Es ya casi de noche cuando el ruido de los martillos cesa. El capataz vuelve a hacer sonar su cuerno.
Los trabajadores sueltan sus herramientas primitivas, suben la cuesta hasta el borde la cantera y se ponen de cara al sol que ya casi se ha ocultado en el horizonte pintando un sobrecogedor cielo anaranjado. Después alzan sus brazos hacia él pidiéndole que vuelva mañana. Es un rito que hacen al final de cada jornada.
–Vámonos, Giliptotapis, en mi casa cenaremos como corresponde a dos trabajadores honrados y buenos servidores del dios Amón. –
–El capataz Copritratuma nos grita desde lejos para que nos detengamos. Con grandes zancadas se aproxima a nosotros.
–¿Qué tal tu primer día de trabajo? – me pregunta sin dejar de sobar el mango de su látigo que lleva colgado de su cintura–
–Estupendo– contesta mi compañero. Con su enorme cuerpo hace que el martillo parece que caiga desde el mismísimo cielo. –
El cacho cabrón de capataz me toca los brazos para asegurarse de que son fuertes. –
–Lo sabía, tengo grandes planes para ti en la cantera. Eres tan grandote que casi vales por dos. –
Te vas a comer una mierda como el sombrero de un picador, pienso para mis adentros, pero asiento con la cabeza como para darle la razón. No tengo ganas de que vuelva a jugar con el látigo sobre mi espalda. Bastante he tenido con estar picando piedra todo el santo día. Además, le daría tal hostia a este canijo que le dejaría en coma si no fuese porque tengo unas ampollas en las manos que parecen champiñones.
Tras un rato caminando llegamos a una especie de ciudadela bastante grande que hay cerca de la cantera. Está compuesta por multitud de casas de adobe y techos de paja. Es la ciudad de los trabajadores.

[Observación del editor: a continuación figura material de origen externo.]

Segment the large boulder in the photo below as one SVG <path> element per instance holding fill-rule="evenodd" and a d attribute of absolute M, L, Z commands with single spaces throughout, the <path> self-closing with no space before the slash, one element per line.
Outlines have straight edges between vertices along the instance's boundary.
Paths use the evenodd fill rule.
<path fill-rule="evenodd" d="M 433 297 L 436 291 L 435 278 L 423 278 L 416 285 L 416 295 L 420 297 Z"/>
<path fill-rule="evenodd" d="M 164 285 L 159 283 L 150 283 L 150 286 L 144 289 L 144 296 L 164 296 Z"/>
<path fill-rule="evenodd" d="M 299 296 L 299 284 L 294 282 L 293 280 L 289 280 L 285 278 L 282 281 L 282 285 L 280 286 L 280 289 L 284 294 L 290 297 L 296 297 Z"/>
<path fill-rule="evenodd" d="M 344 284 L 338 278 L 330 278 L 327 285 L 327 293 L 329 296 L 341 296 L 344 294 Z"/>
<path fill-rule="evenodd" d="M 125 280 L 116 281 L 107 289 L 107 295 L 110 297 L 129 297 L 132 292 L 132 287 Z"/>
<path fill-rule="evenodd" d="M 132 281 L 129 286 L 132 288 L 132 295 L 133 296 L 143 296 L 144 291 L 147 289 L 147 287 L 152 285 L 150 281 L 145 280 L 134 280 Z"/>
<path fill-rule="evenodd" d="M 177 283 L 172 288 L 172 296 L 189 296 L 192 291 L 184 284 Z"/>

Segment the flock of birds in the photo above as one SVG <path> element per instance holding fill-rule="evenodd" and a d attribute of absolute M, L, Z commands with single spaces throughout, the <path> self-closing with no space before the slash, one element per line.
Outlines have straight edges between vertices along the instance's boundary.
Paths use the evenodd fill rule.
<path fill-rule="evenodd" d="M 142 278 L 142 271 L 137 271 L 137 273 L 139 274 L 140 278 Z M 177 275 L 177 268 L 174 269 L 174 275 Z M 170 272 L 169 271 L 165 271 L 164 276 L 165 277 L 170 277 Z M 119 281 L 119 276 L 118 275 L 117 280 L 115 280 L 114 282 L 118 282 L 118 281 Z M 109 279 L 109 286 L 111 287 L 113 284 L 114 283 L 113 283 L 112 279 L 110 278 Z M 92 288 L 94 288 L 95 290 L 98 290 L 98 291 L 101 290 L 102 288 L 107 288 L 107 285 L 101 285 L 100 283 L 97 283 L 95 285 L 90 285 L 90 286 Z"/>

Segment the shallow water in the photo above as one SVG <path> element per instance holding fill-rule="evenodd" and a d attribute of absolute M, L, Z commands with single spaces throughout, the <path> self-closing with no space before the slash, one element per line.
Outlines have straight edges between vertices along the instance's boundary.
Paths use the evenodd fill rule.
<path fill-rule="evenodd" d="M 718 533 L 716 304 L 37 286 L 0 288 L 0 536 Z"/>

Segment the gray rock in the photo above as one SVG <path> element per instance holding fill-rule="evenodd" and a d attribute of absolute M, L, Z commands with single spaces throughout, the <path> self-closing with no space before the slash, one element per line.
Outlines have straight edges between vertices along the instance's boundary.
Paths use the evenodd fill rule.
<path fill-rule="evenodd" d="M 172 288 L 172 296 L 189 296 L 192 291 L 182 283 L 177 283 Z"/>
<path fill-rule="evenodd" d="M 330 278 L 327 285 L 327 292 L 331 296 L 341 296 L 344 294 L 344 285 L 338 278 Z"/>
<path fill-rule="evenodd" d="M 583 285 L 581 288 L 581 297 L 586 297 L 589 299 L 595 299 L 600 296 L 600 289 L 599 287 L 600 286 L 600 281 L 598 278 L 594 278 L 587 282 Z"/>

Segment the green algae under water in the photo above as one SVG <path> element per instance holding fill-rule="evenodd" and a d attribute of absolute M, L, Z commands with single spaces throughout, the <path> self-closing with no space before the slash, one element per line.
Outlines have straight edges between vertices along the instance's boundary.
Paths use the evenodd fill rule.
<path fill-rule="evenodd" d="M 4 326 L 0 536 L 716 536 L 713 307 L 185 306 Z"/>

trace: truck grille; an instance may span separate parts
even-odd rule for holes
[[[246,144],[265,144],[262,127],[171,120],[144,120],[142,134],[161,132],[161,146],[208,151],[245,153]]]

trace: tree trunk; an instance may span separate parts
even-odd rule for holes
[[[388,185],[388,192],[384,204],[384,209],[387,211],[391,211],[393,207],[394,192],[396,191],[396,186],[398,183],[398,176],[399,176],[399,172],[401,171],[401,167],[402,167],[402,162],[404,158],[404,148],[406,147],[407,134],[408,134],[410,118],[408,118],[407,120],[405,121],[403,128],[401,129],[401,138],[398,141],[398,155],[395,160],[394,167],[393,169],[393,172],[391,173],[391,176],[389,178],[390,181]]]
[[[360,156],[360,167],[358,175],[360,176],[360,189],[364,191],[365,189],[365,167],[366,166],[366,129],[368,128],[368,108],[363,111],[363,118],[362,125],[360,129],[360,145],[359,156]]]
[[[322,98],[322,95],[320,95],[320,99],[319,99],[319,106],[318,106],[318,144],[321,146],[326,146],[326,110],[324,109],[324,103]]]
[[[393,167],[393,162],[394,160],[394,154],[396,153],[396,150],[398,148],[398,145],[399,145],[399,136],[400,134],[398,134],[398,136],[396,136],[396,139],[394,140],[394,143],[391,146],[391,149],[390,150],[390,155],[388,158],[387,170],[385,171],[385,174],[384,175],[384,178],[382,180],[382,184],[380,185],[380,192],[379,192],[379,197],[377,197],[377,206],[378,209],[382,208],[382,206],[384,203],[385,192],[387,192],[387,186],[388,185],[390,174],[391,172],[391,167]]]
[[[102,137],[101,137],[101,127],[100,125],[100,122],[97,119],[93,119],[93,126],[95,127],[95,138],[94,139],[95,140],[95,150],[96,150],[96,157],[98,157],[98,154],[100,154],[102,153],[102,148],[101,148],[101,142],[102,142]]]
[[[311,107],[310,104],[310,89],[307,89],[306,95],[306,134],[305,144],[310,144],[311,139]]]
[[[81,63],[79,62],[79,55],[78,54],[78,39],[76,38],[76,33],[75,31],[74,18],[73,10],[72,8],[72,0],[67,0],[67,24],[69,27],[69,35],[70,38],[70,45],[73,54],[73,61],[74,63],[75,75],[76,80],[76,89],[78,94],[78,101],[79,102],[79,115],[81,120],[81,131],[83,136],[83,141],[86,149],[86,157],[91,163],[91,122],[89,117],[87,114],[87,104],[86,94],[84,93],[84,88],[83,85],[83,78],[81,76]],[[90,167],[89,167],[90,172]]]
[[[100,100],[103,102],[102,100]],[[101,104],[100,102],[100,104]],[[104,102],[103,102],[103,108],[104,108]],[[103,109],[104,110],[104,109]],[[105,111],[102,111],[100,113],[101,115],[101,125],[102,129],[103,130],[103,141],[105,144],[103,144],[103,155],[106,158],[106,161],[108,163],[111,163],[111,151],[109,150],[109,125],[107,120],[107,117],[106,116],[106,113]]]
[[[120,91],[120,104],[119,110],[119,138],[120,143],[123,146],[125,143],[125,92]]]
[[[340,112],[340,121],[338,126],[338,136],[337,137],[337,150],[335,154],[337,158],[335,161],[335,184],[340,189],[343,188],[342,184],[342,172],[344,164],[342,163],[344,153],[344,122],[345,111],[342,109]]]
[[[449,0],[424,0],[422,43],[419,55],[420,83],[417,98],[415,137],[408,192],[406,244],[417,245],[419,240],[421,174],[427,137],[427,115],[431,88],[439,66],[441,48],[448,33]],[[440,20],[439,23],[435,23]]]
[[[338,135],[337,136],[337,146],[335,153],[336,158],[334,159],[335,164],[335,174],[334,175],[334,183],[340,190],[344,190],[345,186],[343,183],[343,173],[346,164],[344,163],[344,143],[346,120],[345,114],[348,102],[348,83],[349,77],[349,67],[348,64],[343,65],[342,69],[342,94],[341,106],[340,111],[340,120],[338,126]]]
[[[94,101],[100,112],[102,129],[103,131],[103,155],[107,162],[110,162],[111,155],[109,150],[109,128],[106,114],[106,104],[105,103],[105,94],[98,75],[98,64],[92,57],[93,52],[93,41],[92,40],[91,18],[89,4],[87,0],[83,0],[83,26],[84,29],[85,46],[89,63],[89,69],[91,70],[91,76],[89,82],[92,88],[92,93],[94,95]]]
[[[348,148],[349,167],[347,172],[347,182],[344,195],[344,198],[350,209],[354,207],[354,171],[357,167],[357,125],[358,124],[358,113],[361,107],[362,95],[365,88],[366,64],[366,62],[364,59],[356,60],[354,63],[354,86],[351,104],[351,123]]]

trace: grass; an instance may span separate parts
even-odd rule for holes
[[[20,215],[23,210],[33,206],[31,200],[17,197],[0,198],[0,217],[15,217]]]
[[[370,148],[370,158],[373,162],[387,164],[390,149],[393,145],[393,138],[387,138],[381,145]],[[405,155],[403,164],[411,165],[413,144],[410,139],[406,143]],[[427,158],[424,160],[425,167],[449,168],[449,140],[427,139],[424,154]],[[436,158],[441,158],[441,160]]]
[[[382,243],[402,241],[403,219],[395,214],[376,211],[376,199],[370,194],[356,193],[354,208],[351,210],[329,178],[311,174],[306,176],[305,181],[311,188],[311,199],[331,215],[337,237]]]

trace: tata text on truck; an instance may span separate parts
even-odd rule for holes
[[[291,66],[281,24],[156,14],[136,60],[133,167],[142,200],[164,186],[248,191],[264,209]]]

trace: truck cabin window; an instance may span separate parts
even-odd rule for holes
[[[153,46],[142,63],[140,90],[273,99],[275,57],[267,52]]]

Los hombres están llegando a sus casas después de la dura jornada. Humos de chimeneas cubren el cielo. Sin duda, sus mujeres están terminando de hacer la cena.
Los niños juguetean entre las estrechas callejuelas y cuando me ven paran en seco para observarme. Alguno de ellos se asusta y sale corriendo por entre el laberinto de calles.
No es un pueblucho destartalado, al contrario, esta gente dispone de dos tiendas limpias y bien abastecidas, una especie de taberna grande en donde se puede comer bien y tomar cerveza y, para los solteros, unas casas espaciosas en donde duermen muchos y un par de casitas más apartadas en donde desahogar las fuerzas que no hayan gastado en la cantera durante el día, usted ya me entiende.
Currantutis entra en lo que debe ser su hogar y me hace gestos desde la puerta para que yo también lo haga.
Una mujer muy joven que debe tener la misma edad que él, está removiendo una especie de caldero de cobre que cuelga de una cadenita y que se está calentando sobre un fuego. Tres niños de entre dos y cinco años se abalanzan sobre su padre y lo abrazan. La mujer todavía no me ha visto y permanece dando vueltas al guiso con un cucharón de madera.
–Esta es mi esposa, Conejiptitip. Ya me ha dado tres hijos y otro que viene en camino.
La mujer lanza un grito de sorpresa.
–¿Cómo se te ocurre traer invitados sin avisar? – dice mientras me mira un breve instante y corre hacia una de las dos habitaciones que tiene la casa.
–Es un nuevo picapedrero. Hoy ha sido su primer día y me lo han asignado como compañero, por eso no te he podido avisar antes, pero es un buen tipo, créeme. –
No entiendo del todo lo que está ocurriendo y por qué la mujer ha salido despavorida pero tras verla aparecer de nuevo comienzo a entender…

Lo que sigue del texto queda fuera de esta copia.